Code for modelling label noie in distantly supervised relation extraction.
usage: main.py [-h] [--encoder ENCODER] [--selector SELECTOR]
[--loss_type LOSS_TYPE] [--bs_val BS_VAL] [--dataset DATASET]
[--chkpt_pt CHKPT_PT] [--l2_val L2_VAL]
Running code for relation extraction.
optional arguments:
-h, --help show this help message and exit
--encoder ENCODER select the encoders from pcnn ,pbrnn ,pcnn2 (stacked
pcnn) ,rnn ,brnn ,crnn ,crnn2 ,bgwa
--selector SELECTOR select the bag selector from att, cross_sent_max
--loss_type LOSS_TYPE
select the loss type from none, extra (layer for noise
modelling), hard (bootstrapping), soft (bootstrapping)
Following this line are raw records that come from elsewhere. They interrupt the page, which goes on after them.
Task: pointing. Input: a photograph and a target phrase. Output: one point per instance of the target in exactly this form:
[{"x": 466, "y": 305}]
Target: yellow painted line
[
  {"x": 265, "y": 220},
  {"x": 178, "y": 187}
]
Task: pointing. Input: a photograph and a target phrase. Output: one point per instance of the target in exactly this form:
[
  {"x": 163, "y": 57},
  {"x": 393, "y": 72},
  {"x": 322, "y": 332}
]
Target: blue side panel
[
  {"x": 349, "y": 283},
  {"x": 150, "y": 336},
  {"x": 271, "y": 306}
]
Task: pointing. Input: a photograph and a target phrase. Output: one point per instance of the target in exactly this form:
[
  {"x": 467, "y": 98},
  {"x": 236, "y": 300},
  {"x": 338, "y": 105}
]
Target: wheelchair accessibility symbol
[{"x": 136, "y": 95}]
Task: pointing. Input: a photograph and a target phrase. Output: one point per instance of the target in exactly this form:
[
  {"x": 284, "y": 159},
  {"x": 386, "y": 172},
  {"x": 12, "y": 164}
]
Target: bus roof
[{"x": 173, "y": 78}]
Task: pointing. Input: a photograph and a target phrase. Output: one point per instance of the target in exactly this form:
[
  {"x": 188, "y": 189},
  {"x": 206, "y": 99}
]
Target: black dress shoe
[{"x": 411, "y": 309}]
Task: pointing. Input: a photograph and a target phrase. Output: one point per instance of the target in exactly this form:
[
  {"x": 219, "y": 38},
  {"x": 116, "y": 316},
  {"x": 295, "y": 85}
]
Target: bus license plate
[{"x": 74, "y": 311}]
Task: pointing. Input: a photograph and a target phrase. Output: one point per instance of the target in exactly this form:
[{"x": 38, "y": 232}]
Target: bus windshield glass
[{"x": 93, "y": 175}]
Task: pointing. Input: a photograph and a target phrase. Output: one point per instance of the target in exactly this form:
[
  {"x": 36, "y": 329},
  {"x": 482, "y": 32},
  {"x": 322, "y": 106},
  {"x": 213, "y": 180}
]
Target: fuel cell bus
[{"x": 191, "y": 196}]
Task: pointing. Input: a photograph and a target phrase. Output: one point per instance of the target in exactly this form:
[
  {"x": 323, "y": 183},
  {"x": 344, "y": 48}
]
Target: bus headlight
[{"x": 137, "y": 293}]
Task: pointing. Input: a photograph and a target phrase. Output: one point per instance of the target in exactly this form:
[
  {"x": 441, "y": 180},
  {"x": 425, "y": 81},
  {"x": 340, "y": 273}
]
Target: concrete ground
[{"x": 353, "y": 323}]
--bs_val BS_VAL select the bootstrapping value (only valid if loss is
of type hard/soft)
--dataset DATASET select the dataset from nyt/wiki
--chkpt_pt CHKPT_PT path to saved model (empty if no checkpoint to load
from)
--l2_val L2_VAL l2 lambda value
Results on NYT dataset
Encoder | Selector | AUC
---------------------------------
pcnn | att | 0.338
rnn | att | 0.333
brnn | att | 0.344
pcnn | cross-sent-max | 0.369
rnn | cross-sent-max | 0.385
brnn | cross-sent-max | 0.383
Mechanism | AUC
----------------------------------
PCNN + ATT | 0.338
PCNN + ATT + extra_layer | 0.348
We found that value of AUC score decreased for bootsrapping methods both hard and soft.